8. In view of the facts, it is proved that the plaintiff had purchased the suit property in the name of his wife/defendant from his own money and therefore she was only benamidar or the ostensible owner while the plaintiff is the real owner. Such transaction was not barred under the Benami Transactions (Prohibition) Act when the transaction took place in 1981. Therefore, under Section 4 of the said Act, he cannot be prohibited from claiming that property.
9. The next question is about limitation. Even though the sale deed was executed in 1981 and at that time, relations between the husband and wife were cordial and his evidence shows that because of love and affection for the wife, he had purchased the land in the name of wife. This appears to be quite reasonable and logical. In 1984, she left the house and since then they were living separately. In 1984 or so, he filed an application for mutation and that application was allowed. An appeal was preferred by the wife in 1985. That proceeding concluded in 1989. The suit was based on title and he filed suit for declaration that he continued to be in possession of the property. No action was taken by the wife to take back possession from him. In 1989, the High Court, while dismissing the Writ Petition against the order of the Revenue Authorities, observed that he should get his title proved by filing a civil suit. Within a very short period thereafter, he filed suit for declaration of his title and injunction.

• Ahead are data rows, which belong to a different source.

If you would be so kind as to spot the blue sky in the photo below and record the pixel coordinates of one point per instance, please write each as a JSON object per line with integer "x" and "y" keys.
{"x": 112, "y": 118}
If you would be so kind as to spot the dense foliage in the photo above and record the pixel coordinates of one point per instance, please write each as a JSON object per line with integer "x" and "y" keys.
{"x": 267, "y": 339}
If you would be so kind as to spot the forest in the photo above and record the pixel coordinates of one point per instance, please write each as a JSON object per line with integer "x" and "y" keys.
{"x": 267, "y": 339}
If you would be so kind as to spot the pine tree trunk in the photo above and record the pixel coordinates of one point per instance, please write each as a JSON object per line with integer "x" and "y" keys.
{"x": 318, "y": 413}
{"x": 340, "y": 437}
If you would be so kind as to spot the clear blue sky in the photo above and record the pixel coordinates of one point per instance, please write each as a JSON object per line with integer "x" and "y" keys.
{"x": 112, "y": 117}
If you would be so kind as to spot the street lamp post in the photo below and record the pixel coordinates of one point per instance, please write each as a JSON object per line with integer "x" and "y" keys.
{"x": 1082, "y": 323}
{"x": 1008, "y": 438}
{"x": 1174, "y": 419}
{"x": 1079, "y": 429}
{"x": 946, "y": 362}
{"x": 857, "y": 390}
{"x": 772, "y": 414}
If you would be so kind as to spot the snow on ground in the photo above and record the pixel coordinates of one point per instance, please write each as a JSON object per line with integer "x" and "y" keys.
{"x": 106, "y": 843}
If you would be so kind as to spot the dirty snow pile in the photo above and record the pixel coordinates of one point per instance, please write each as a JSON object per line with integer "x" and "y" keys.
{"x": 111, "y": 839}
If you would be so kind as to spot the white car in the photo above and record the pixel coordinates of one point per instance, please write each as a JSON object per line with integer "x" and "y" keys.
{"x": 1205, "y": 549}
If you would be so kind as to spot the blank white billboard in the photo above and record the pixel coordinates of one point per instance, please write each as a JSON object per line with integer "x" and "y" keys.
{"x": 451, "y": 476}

Both the Courts below held that suit is not barred by limitation. It is material to note that even in the written statement, it was contended that suit is barred by limitation, no reasons or grounds were given on the basis of which it could be held that the suit was barred by limitation. In view of these circumstances, the finding of the Courts below that the suit is within limitation appears to be correct.
10. For the aforesaid reasons, the Appeal stands dismissed.